Los samnitas tenían ante sí la oportunidad de exterminar a un doble ejército consular. Pero no la aprovecharon. En lugar de organizar una masacre o dejar que murieran de hambre, decidieron exigir a los generales que se rindieran en nombre del pueblo romano.

La situación era desesperada. Sin embargo, ni los cónsules ni el resto de los magistrados que iban con el ejército tenían la potestad de firmar la paz: sólo el senado y los comicios podían hablar en nombre del pueblo romano. Lo único que estaba en manos de los cónsules Veturio y Postumio era dar su palabra o sponsio de que convencerían al pueblo romano para aceptar un tratado. Con ellos juraron también los cuestores y los tribunos de las legiones.

Pese al juramento, los samnitas retuvieron como precaución a seiscientos équites, miembros de la élite. Además, no permitieron que los demás se marcharan con sus armas. Los romanos tuvieron que dejarlas en manos de sus enemigos y pasar bajo un yugo formado por una lanza horizontal sobre dos verticales.

Era exactamente la misma humillación a la que el dictador Cincinato había sometido a los ecuos casi siglo y medio antes, la versión en negativo del pasillo triunfal que se hace a los equipos vencedores. Empezando por sus poderosos y dignos cónsules, los romanos pasaron de dos en dos, agachándose bajo el yugo, medio desnudos y entre los insultos, las burlas y los escupitajos de los samnitas que les habían tendido la trampa.

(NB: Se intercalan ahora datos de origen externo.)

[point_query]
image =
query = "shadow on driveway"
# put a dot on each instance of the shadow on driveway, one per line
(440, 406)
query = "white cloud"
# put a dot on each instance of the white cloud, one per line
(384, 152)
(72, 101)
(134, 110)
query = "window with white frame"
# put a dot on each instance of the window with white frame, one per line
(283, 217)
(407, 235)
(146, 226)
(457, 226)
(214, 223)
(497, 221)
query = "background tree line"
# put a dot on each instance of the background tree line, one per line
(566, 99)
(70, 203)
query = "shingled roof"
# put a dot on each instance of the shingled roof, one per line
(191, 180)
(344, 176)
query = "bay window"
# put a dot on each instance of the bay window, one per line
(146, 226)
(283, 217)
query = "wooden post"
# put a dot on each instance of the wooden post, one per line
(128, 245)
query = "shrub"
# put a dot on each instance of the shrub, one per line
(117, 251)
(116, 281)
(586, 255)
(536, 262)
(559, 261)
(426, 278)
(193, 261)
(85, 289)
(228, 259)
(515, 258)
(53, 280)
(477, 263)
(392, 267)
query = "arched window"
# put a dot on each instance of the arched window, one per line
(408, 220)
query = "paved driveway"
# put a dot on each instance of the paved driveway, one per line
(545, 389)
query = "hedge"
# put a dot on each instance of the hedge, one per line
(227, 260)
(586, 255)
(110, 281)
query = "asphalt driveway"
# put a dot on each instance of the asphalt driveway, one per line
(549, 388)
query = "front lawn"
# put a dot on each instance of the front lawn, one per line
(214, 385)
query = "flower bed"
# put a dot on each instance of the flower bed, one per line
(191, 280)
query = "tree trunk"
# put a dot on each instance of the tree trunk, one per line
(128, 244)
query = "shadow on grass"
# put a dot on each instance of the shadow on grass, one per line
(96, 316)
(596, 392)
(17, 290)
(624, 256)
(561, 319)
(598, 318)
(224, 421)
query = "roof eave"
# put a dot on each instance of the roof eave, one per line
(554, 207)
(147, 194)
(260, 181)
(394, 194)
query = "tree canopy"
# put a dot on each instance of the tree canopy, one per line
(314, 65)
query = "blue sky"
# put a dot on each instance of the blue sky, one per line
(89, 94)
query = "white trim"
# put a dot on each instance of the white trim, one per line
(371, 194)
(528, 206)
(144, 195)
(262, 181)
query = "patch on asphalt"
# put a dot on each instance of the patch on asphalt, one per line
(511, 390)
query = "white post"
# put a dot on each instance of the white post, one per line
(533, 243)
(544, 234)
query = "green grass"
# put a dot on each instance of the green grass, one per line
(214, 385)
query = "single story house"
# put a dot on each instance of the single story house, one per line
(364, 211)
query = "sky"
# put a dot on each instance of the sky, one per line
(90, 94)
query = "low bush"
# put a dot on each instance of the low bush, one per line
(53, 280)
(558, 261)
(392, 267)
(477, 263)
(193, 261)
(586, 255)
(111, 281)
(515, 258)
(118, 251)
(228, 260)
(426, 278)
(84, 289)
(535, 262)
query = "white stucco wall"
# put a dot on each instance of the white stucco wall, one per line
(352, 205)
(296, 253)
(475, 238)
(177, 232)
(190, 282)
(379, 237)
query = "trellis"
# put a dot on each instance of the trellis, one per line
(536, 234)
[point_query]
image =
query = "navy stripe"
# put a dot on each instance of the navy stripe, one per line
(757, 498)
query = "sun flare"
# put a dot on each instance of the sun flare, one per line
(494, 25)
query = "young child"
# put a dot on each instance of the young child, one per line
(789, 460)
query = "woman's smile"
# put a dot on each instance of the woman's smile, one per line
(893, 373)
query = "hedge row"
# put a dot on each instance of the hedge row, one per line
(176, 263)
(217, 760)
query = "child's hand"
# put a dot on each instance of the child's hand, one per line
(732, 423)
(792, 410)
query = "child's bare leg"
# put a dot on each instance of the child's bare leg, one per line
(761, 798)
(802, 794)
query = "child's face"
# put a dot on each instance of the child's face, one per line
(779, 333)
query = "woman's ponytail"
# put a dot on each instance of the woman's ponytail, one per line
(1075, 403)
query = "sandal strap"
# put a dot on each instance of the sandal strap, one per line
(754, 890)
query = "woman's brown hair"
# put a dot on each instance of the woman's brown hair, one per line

¿Se firmó al final la paz? Según los historiadores romanos, no: el senado y el pueblo rechazaron las condiciones, aunque eso supusiera la muerte de los rehenes, y luego vengaron el desastre de las Horcas Caudinas con una serie de victorias. Pero lo cierto es que Roma entregó las ciudades de Fregelas y Cales, así que los estudiosos actuales sospechan que Roma se tragó su orgullo y aceptó las condiciones impuestas por los samnitas. Ahora bien, sin duda empezaron a rumiar la venganza desde ese mismo momento. Probablemente no les habría dolido tanto la aniquilación de dos ejércitos consulares como la terrible humillación a que los habían sometido.

Aunque todos estos años se consideran parte de la Segunda Guerra Samnita, hubo paz entre ambos bandos durante media década. Los romanos reforzaron su situación en Campania mientras tanto y crearon nuevas tribus en las colonias fundadas.

En 316, los samnitas invadieron el Lacio y vencieron a los romanos en Láutulas. Pero al año siguiente fueron ellos los derrotados, y los romanos recuperaron Fregelas y empezaron a rodear el territorio samnita de colonias y de nuevos aliados.

Tras la afrenta de las Horcas Caudinas, la guerra poco a poco se fue inclinando del lado romano. La prueba fue que los ingresos que conseguían por sus conquistas les permitieron emprender un programa de obras públicas muy ambicioso.